Torontonians can get camping gear without buying it four ways: rental shops in and around the city, member gear libraries, outfitters at the park gates, and neighbours renting out their own tents. A tent for a weekend runs about $30 to $80, and a full kit for four people runs $90 to $240. Here is every option, with real prices.
All prices below are in Canadian dollars and were checked in July 2026; rates change, so treat them as the shape of the cost rather than a quote.
Exclusive Sport Rentals: the per item rental counter
Exclusive Sport Rentals in Vaughan rents individual items and full packages, and publishes its prices. A four person tent is $65 for the first night and $15 for the second, so about $80 for a weekend. A complete camping package for four people is $240 for two nights.
The pricing structure is worth understanding before you compare: their camping rates are front loaded, with a higher first night and much cheaper nights after that. A two person tent is $45 for the first night, then $15, then $5 a night. That makes them relatively expensive for a single overnight and much better value on a week long trip, where the tent averages out to under $15 a night.
The packages bundle a tent, sleeping bags and pads, a cooler, two lanterns, and a two burner propane stove. Propane is not included, and cans are $15 each. Winter rated sleeping bags are available between October and April, and the counter is at 8575 Keele Street in Vaughan, so plan for a drive to pick up.
Camp Rentique: packages delivered to your door
Camp Rentique rents assembled camping packages rather than individual items, from $90 for one person up to $195 for four people for a summer car camping trip. Delivery across the GTA and Peterborough is free on orders over $250 and $35 otherwise, with self pickup available near the DVP and 401.
Instead of building a kit item by item, Camp Rentique hands you a complete setup sized to your group, stocked with gear from brands like MSR, The North Face, Marmot, and Coleman. Backpacking and portaging packages run $120 to $210 for one to three people, which matters if your trip involves carrying everything between lakes rather than parking beside the site.

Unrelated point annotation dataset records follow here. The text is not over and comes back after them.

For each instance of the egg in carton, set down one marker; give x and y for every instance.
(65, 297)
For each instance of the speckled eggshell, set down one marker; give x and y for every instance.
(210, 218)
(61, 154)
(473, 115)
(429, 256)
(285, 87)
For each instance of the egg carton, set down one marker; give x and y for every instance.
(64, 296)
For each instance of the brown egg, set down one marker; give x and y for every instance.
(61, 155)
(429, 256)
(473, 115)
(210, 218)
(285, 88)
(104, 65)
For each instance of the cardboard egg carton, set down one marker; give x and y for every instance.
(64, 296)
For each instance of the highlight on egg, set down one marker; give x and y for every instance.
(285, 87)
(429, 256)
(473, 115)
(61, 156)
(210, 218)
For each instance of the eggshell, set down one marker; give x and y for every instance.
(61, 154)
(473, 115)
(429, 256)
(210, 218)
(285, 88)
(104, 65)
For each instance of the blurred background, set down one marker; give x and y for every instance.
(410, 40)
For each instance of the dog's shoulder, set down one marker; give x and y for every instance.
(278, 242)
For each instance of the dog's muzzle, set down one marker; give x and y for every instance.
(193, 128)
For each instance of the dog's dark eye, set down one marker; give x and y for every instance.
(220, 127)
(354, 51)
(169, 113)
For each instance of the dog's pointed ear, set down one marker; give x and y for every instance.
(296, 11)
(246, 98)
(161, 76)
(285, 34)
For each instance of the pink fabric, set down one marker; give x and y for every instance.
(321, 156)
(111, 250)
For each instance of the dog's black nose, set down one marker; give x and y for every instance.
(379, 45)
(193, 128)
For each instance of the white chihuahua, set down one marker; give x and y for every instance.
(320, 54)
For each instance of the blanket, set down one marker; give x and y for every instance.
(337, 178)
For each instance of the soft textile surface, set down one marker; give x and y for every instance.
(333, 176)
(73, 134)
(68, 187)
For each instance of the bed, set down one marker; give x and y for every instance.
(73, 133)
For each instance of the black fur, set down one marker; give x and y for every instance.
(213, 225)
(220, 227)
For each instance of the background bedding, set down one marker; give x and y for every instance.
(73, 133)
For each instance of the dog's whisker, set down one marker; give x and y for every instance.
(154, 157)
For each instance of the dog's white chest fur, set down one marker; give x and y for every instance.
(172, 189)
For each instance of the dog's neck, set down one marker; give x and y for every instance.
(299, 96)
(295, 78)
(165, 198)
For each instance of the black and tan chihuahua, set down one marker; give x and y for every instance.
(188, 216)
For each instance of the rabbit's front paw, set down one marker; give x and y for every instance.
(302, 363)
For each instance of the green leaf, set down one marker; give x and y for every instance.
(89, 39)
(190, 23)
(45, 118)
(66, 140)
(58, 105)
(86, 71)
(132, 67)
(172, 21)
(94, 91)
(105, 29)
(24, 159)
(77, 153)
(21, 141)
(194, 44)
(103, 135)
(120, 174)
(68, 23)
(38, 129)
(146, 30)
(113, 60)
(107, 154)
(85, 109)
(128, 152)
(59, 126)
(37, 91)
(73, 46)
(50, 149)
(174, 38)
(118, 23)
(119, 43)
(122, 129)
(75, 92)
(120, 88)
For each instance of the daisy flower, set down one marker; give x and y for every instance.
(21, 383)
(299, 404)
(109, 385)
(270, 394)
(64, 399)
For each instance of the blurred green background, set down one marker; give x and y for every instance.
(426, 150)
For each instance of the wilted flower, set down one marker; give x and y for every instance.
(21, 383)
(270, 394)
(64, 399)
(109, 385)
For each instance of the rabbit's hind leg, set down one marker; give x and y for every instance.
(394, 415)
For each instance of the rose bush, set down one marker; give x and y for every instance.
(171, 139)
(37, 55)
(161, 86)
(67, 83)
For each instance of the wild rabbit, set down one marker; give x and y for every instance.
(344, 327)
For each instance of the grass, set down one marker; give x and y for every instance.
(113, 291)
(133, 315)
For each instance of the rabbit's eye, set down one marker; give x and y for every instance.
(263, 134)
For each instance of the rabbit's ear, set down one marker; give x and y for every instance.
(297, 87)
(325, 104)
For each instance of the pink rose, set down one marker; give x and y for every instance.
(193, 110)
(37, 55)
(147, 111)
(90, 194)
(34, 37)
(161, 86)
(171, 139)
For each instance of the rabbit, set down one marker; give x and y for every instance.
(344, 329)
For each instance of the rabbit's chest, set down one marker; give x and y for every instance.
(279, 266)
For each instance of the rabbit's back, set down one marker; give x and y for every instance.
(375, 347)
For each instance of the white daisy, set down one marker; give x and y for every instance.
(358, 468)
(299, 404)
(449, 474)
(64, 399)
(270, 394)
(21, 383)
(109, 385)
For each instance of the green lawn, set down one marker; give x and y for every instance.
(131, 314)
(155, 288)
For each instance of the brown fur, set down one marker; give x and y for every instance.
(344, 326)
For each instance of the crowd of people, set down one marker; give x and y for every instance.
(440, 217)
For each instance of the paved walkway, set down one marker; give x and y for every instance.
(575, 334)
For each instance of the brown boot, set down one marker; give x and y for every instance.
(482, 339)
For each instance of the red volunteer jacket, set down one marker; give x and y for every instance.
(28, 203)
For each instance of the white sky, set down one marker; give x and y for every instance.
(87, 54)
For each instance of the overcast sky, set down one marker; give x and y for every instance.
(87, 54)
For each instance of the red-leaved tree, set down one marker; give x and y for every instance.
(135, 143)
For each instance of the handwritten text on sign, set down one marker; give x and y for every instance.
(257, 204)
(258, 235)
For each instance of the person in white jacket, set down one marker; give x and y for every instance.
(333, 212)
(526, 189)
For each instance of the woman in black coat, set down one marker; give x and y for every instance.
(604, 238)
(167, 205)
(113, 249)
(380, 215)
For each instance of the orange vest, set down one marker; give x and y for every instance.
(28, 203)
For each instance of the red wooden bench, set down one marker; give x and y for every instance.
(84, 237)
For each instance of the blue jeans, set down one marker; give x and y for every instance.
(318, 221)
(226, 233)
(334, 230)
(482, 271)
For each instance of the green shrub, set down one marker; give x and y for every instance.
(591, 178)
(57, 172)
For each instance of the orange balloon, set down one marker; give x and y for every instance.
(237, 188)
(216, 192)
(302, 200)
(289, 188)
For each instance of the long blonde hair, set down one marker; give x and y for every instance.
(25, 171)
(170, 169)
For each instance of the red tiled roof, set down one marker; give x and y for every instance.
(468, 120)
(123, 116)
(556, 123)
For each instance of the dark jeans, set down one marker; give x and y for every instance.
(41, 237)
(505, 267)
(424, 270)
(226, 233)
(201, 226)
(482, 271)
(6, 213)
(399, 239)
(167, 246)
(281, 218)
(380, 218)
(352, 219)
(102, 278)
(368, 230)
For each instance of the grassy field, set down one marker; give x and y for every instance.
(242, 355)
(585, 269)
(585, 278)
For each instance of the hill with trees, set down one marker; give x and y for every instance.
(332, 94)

For anyone without a car, this and Cloud of Goods below are the two shop options that come to you.
Rent A Vibe: the budget pickup counter in Mississauga
Rent A Vibe runs a pickup counter in Mississauga, open seven days a week from 7 am to 11 pm. Pricing is per night, and one night covers up to two full days, so a weekend trip is often billed as a single night. You pay 10 percent at booking and the rest at pickup, plus a $100 refundable damage deposit.
They stock two person, four person, and family tents, along with sleeping bags, chairs, tables, lanterns, and cooking gear, and their Toronto page pitches most GTA cities as a 20 to 40 minute drive from the counter at 3610 Nashua Drive. Item prices are quoted through their booking system rather than published on a rate card, so check the total before you commit.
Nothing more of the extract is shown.